The musical argument is taut and serious, the mood frequently angst-ridden.
The very opening of the symphony sets the scene perfectly: distorted,
arresting fanfares capture the attention, and Toch’s closely argued
structure never allows the concentration to drop. The mastery of counterpoint
is particularly impressive.
The performance is good. Only a bad trumpet split that
should have been re-taken two minutes into the piece betrays a lack
of available studio and/or editing time. Much more important is the
way Francis and the Berlin Radio Symphony Orchestra capture the shadowy
nature of the scherzo (‘sehr leicht’) and the way they follow the tempo
direction of the Adagio to show it in the best possible light: ‘Adagio
ma non strascinare,’ Adagio, ‘but not dragging’.
The Third Symphony of four years later won a Pulitzer
Prize in 1956, having been commissioned to celebrate the 300th anniversary
of the founding of the Jewish community in the United States. Here Toch
adds a Hammond organ and ‘glass balls’ to the orchestra (a vibraphone
may be substituted for the latter), as well as some new instruments,
like the ‘rotarion’, a wooden box containing wooden balls which makes
a rumbling sound when moved. Toch saw himself continuing the line of
Richard Strauss (who has used a wind machine in his Alpine Symphony)
and Antheil (who had used aeroplane propellers as part of his armoury).

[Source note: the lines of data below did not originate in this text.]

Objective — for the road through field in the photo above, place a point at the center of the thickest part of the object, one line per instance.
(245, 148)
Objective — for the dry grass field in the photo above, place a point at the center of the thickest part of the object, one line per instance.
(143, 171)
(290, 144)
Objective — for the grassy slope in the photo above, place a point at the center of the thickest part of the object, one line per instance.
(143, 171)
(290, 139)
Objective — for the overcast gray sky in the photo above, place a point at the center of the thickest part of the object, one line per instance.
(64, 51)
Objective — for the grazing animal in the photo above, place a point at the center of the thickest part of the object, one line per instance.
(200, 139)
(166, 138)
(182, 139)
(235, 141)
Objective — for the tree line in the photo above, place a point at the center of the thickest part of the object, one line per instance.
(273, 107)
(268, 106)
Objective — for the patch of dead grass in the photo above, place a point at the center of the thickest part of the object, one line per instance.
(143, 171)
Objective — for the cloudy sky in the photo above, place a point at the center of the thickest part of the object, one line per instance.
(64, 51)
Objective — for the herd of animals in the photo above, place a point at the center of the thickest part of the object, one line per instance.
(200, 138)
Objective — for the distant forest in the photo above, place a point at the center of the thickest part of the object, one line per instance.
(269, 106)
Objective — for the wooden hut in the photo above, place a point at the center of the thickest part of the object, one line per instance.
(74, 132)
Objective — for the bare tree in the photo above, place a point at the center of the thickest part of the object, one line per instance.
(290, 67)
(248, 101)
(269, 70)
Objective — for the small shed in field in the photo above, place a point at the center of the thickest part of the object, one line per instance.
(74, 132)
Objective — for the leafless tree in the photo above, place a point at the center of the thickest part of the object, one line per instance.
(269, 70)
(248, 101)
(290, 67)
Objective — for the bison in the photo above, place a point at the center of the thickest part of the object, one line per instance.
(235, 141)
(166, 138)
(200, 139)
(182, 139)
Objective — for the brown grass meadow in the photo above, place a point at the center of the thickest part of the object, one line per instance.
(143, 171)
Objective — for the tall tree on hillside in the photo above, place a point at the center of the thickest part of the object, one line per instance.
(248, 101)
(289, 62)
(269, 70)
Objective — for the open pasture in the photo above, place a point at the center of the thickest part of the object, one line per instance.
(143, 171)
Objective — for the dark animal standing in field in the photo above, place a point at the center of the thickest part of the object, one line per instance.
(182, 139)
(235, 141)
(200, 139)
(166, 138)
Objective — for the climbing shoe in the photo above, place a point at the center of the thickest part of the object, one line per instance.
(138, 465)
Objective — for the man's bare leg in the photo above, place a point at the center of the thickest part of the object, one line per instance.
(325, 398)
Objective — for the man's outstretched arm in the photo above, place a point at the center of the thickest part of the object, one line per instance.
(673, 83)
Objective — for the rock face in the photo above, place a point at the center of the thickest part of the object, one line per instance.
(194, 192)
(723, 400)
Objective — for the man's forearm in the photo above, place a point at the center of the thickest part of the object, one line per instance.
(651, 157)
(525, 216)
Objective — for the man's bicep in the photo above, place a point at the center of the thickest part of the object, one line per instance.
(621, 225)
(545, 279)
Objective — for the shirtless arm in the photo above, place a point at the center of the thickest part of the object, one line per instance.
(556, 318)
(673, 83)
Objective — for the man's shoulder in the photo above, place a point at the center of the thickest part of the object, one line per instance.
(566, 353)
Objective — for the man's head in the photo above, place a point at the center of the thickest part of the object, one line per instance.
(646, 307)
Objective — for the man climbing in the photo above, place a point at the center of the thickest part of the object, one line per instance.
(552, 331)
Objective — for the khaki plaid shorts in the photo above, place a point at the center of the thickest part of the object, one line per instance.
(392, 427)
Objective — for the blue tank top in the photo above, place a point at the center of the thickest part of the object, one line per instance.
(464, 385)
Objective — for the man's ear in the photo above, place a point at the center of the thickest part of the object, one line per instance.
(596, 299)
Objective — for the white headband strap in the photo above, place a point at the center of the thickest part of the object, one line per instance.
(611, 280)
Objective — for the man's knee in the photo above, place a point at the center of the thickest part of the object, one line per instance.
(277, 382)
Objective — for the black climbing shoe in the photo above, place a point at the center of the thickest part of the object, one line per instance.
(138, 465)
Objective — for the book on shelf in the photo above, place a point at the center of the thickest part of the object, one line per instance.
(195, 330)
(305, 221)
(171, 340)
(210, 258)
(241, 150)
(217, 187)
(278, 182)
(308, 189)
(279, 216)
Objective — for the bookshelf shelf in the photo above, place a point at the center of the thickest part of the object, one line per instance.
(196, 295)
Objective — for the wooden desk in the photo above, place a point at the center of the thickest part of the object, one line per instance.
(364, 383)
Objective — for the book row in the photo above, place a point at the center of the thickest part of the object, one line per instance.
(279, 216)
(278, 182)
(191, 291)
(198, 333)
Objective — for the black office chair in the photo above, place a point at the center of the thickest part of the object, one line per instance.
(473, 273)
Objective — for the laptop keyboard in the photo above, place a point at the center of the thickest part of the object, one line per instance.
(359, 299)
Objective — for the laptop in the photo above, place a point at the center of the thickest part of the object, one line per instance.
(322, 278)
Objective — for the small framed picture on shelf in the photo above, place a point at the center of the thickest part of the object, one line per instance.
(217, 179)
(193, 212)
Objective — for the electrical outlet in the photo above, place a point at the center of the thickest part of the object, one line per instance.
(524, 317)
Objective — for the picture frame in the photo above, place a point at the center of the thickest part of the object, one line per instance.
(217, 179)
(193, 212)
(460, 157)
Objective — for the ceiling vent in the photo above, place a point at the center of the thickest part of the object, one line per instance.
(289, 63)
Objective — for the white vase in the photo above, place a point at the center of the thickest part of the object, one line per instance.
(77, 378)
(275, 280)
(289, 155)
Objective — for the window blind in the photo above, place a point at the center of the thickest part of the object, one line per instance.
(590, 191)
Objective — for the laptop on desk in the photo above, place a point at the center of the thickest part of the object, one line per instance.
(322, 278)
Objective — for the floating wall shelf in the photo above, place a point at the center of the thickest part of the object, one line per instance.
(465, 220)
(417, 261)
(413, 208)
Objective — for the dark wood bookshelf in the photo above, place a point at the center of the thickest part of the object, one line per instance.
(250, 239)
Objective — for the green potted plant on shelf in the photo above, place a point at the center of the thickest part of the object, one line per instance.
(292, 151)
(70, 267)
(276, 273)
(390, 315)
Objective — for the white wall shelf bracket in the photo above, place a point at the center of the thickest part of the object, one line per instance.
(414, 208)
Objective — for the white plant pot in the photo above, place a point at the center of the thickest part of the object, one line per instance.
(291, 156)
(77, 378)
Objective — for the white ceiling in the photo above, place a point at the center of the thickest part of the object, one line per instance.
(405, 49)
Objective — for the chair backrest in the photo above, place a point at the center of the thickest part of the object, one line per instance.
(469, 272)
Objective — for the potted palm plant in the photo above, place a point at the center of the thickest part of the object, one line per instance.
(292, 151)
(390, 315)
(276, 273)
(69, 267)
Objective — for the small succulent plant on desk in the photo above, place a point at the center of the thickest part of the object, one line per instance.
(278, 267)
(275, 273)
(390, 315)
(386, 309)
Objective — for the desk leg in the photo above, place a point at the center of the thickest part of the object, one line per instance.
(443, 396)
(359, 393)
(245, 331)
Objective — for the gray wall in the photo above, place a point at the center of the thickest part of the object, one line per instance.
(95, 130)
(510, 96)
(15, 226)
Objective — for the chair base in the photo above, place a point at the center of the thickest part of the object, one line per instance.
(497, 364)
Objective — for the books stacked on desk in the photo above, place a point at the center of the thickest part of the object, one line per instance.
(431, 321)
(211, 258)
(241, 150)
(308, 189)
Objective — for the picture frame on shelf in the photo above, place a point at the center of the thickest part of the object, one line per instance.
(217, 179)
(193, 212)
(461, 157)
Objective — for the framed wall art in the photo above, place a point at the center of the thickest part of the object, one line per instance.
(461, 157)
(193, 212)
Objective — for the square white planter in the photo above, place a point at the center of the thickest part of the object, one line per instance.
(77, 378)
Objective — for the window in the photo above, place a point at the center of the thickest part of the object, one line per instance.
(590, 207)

The Third Symphony was premièred by the Pittsburgh Symphony Orchestra
under William Steinberg, and a recording by them briefly appeared in
the UK on EMI Matrix CDM5 65868-2. If anything the Third inspires Francis
and his orchestra to even greater heights. The ‘march’ of the first
movement is simply stunningly played, as is the Andante tranquillo second
movement. The finale, marked ‘Allegro impetuoso’, is imbued with a busy
energy (it also contains another angular call-to-arms).
All in all this is a superb disc of wonderfully fascinating
music just waiting to be discovered. Perhaps there is even more freedom
of compositional imagination in the string quartet disc mentioned above,
but that does not make these symphonies any less riveting.